Merlin had the decency to look sheepish as the doctor bent down and quickly assessed him, but Arthur huffed in response and manoeuvred the wheelchair around Gaius and pushed Merlin into the room, leaving the doctor stunned.

"Your majesty?"

"Don't worry, Doc," Merlin told him loudly as Arthur begun to walk away. He hadn't even had the decency to bring the chair to a complete stop, or put the break on, and Merlin was still rolling towards the bed as he said, "He's royally pissed off."

"I'll have you know, Merlin, that is undoubtedly the last time I ever try to do something nice in a moment of guilt."

"See what I mean, Doc?"

"I'm not sure I do," said Gaius as he side-stepped out of the doorway and allowed Arthur to stalk past him. He turned back and watched the Prince continue down the corridor for a moment before he swivelled to Merlin, a frown crossing his old features. "What did you do to him? He shouldn't be—oh, dear, that Leon fellow told me to keep him here. I'll have to go after him."

"He asked me if there was anything he could do for me, so I asked him if he could take me outside for a cigarette," Merlin said airily as he eyed the bed before him, wondering how the hell he was meant to get into it without any help.

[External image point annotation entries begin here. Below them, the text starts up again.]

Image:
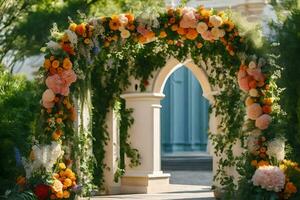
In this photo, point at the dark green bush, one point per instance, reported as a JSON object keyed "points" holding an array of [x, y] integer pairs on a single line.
{"points": [[289, 48], [19, 105]]}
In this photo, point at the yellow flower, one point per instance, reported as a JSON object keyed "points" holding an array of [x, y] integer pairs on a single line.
{"points": [[62, 166], [162, 34], [72, 27], [114, 23], [67, 182], [60, 194], [55, 64], [66, 194], [47, 63], [57, 186], [67, 64]]}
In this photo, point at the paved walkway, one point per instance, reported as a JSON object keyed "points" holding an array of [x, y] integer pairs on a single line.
{"points": [[189, 185]]}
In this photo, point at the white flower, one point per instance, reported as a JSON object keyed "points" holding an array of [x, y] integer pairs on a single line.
{"points": [[201, 27], [275, 148], [252, 65], [270, 178], [253, 92], [72, 37], [215, 20], [215, 32], [53, 45], [125, 34]]}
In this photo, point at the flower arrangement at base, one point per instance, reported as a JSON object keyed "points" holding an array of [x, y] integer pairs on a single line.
{"points": [[270, 178]]}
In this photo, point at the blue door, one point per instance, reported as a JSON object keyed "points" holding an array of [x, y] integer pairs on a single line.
{"points": [[184, 114]]}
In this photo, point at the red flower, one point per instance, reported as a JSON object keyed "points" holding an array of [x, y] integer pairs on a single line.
{"points": [[42, 191]]}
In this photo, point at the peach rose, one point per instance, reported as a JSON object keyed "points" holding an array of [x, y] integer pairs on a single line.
{"points": [[244, 83], [254, 111], [206, 35], [263, 121], [189, 19], [69, 77], [215, 20], [201, 27]]}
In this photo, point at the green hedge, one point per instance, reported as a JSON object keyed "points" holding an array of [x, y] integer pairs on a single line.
{"points": [[289, 48], [19, 105]]}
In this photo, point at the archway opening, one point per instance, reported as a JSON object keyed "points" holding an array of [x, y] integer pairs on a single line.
{"points": [[184, 130]]}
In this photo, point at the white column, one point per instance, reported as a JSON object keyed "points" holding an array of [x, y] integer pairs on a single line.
{"points": [[112, 152], [145, 136]]}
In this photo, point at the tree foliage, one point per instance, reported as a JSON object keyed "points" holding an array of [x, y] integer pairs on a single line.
{"points": [[25, 24], [19, 105]]}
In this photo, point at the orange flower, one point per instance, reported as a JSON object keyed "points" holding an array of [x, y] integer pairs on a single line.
{"points": [[162, 34], [87, 41], [57, 186], [114, 23], [192, 34], [199, 45], [59, 70], [267, 109], [67, 64], [149, 35], [254, 163], [68, 48], [142, 39], [67, 182], [72, 27], [21, 180], [172, 20], [290, 188], [130, 17], [182, 31], [55, 136], [66, 194], [68, 172], [268, 101], [47, 63], [263, 163], [60, 194], [131, 27], [55, 64], [80, 29], [174, 27]]}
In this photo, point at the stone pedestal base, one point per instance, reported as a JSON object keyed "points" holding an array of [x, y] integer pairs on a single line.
{"points": [[145, 184]]}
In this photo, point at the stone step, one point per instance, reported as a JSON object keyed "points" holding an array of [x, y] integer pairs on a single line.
{"points": [[201, 163]]}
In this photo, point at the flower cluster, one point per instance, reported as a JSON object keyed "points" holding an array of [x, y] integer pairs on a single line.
{"points": [[42, 157], [292, 173], [63, 182], [270, 178]]}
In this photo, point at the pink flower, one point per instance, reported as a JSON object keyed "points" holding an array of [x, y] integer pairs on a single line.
{"points": [[48, 98], [254, 111], [189, 19], [242, 73], [244, 83], [48, 105], [142, 30], [60, 84], [270, 178], [263, 121]]}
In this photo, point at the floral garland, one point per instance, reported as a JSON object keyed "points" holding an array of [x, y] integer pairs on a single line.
{"points": [[69, 58]]}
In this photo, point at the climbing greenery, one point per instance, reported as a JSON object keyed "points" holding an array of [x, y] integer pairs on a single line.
{"points": [[89, 66]]}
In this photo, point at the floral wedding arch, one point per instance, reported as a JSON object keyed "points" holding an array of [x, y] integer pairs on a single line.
{"points": [[91, 63]]}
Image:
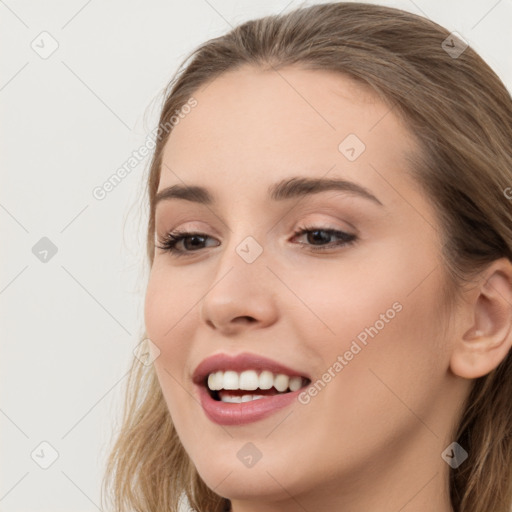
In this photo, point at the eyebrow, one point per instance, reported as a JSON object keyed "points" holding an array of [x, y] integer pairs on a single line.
{"points": [[285, 189]]}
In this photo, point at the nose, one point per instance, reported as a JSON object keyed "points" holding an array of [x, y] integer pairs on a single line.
{"points": [[242, 292]]}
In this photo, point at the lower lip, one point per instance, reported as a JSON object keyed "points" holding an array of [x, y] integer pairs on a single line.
{"points": [[246, 412]]}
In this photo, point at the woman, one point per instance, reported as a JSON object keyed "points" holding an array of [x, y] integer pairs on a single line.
{"points": [[329, 306]]}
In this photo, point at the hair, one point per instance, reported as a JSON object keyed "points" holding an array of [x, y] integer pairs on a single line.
{"points": [[461, 115]]}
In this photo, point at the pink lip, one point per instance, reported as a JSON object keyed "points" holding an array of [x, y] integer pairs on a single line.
{"points": [[246, 412]]}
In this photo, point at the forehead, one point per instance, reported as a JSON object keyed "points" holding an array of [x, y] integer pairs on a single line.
{"points": [[253, 127]]}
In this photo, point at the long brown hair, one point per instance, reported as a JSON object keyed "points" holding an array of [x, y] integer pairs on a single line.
{"points": [[461, 115]]}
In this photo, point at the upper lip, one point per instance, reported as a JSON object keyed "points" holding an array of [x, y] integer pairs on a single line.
{"points": [[239, 363]]}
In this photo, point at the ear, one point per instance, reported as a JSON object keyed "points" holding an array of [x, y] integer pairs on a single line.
{"points": [[481, 346]]}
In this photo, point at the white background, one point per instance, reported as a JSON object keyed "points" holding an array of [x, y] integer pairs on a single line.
{"points": [[68, 122]]}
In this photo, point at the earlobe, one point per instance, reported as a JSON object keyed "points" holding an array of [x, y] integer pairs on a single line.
{"points": [[481, 347]]}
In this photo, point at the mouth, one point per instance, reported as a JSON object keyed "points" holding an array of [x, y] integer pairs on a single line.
{"points": [[247, 386], [244, 388]]}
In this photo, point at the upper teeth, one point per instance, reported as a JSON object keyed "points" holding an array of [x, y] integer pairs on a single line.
{"points": [[250, 380]]}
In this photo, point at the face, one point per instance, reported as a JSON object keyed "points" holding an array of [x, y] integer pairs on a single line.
{"points": [[350, 309]]}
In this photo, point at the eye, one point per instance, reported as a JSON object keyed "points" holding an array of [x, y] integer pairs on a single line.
{"points": [[173, 238], [317, 236]]}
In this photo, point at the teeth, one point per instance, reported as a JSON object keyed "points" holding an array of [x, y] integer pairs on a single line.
{"points": [[239, 399], [266, 380], [249, 380]]}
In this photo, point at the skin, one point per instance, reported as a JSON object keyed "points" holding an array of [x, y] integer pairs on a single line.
{"points": [[372, 438]]}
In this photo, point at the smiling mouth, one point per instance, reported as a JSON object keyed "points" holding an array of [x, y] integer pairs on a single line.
{"points": [[237, 387]]}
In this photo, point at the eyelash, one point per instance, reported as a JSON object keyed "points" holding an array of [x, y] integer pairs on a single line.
{"points": [[171, 239]]}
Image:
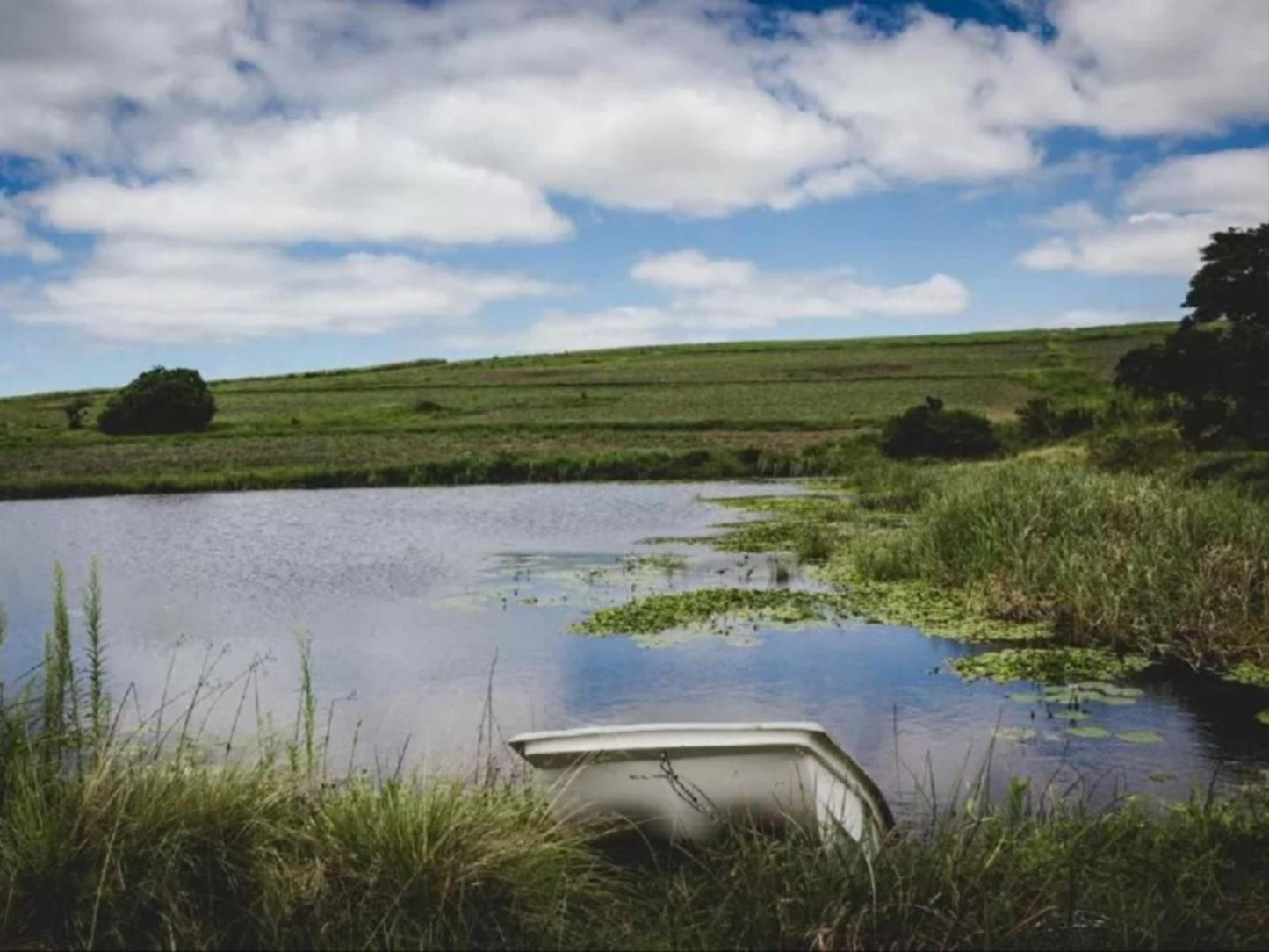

"I wasn't aware that you were a smoker," said the doctor cautiously from the door.

"I'm not," Merlin said. He twisted around in the wheelchair to face the doctor and waved a hand in the bed's direction. "Does he really expect me to get into this by myself?"

"Merlin, you—I can't believe you did that to the Prince of Wales!"

"He asked for it."

"God, boy. Hang on—no, no, don't try and get up," he said hurriedly as Merlin began awkwardly heaving himself forwards onto the sheets. "Oh, God, wait there."

Merlin fell face-first into the sheets. "Where do you expect me to go?" Merlin yelled into the linen, his arse off the wheelchair's seat and hanging in the air as Gaius left the room.


If that was the last that Merlin ever saw of Prince Arthur, he decided that it was okay and he didn't give a shit.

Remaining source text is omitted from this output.